大师不说好,但也没说不好,其实就是肯了。他们修道人是真奇怪,总是留一些偈语似的空间让人自己思量。
我赶紧拨教官的手机,没开!妈呀,不会我花了好大的周章,他却捞不到这个福分吧?
沿途中,我一直在试着联络上教官,真懊恼,这男人不会这样背,连我这么使劲,横身为他拦下的幸运改造列车却无福
搭上?
大师瞧出了我的焦虑:”这人对你这么重要?”
我一下不知怎样回答才好,总不能实话实说他是我青春期的意淫偶像,骗出了我不少纯情男孩的精液吧。

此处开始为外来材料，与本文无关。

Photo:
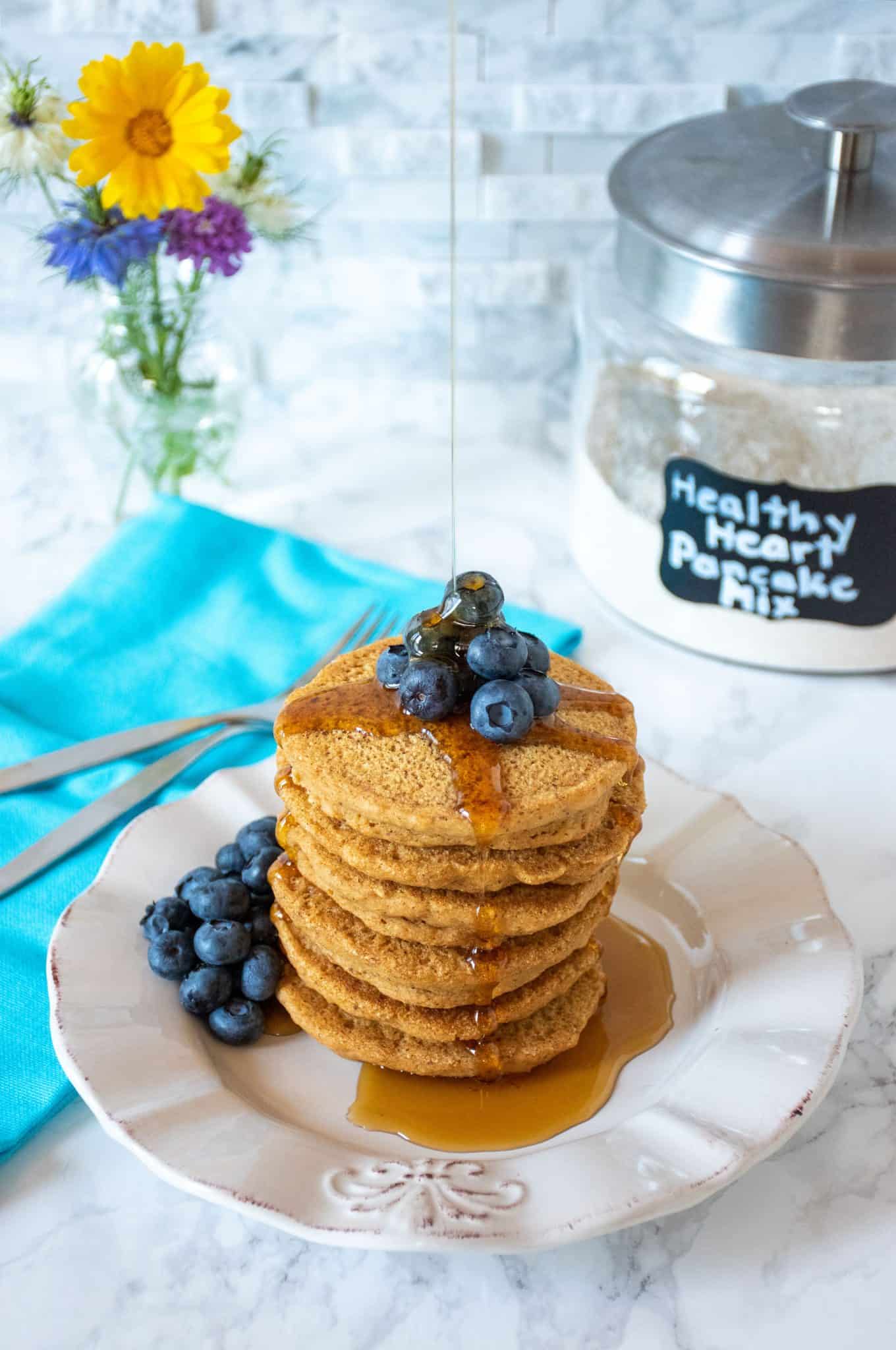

“这人能被你这样关心,应该也是个好人。”大师不知是菩萨心肠,还是混社会浅,他的逻辑很不大人,跟我差不多,
都相信天下没有坏人。
终于我脑筋转了弯,打电话去查号台,问到教官的学校总机号码,再转进教官办公室。这一折腾,总算找到教官了。
他说上课期间都不开手机,我长话短说,要他下了课赶快去饭店跟我会合,有天大的事必须当面谈。
我不让他了解太多细节,免得这人临时冒出知识份子的龟毛,自己在那里天人交战,最后竟不来了。送佛就送上天吧,
先不管他意愿如何,将他一把奋力推上去再说。
回到饭店,将大师送回套房先小憩一番,我赶去咖啡厅与约好了的教官见面。还好,他虽然不明究里,仍旧来赴约。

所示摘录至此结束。